Less than two months ago, during the President’s Birthday Holidays, O’Malley and Harold, feigning a state of inebriation, had crossed over from the residence complex to this one by way of the subriverine railway, assaulted a guard, entered the room housing the time-travel projection equipment, and activated it.
“The activation, of course, set off a silent alarm I had had installed as soon as I was made aware of O’Malley’s treachery,” the colonel doctor mused. “But before I could get down here to the operations level from my quarters, they had gotten everything set, had the projector on automatic, and before 1 could stun them down, they were gone to who knows where.
“The cagey scum must have switched off the console Immediately they arrived at wherever/ whenever, for our attempts to track it with the computer have been fruitless and burned up so much of our allotment of energy that we had to stop the search.
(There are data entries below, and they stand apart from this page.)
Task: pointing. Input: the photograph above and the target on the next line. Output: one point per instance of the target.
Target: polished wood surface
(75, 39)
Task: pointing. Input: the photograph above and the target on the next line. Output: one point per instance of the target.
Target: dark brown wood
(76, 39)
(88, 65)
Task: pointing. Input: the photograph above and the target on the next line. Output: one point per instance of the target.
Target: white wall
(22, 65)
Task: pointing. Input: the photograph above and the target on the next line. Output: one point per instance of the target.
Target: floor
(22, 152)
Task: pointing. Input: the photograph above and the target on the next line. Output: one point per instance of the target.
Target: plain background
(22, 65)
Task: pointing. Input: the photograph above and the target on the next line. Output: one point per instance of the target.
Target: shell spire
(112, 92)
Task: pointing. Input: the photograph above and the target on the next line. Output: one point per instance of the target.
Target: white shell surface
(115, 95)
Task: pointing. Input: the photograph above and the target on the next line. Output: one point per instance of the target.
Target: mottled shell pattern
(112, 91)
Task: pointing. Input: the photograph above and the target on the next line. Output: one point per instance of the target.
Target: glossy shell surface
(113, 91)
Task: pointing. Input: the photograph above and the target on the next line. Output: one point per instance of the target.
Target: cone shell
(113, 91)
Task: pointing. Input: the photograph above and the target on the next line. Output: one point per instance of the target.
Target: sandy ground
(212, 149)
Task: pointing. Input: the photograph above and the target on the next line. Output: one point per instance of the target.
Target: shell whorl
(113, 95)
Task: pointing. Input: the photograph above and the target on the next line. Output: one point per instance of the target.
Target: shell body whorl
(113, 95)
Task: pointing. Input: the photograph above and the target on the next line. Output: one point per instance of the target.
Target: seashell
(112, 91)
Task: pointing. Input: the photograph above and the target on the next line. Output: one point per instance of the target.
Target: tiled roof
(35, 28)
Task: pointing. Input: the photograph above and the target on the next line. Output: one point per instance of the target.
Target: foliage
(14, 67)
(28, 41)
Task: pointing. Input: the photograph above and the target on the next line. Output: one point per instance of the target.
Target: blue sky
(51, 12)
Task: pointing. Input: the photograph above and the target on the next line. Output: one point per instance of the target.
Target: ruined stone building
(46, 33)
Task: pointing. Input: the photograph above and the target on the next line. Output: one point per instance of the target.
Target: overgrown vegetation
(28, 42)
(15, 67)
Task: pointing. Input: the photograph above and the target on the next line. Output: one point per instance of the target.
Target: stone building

It wasn’t until last week when they apparently tried to use that console to project one of the labs to wherever/whenever that I was able to convince the board of the real danger of allowing them to remain at large with our equipment.
“But now they’ve done it right. The equipment has been turned on and left on; otherwise our rotating scanner couldn’t have picked it up just now. And I’ll get them and bring them back. And I’ll see the bastards broken in every conceivable way. I just hope that I, personally, can wangle control of the breaking of Dr. Emmett O’Malley.”
The last item she took from its rack in the locker was a heavy-duty shoulder-model heat-stun weapon and a pouch of spare power units for the device. With the familiarity of long usage, she retracted the folding shoulder stock, then clipped the weapon to her harness so that it hung muzzle down with the handgrip close to the normal hang of her hand, easy to swing up and use, should the occasion demand.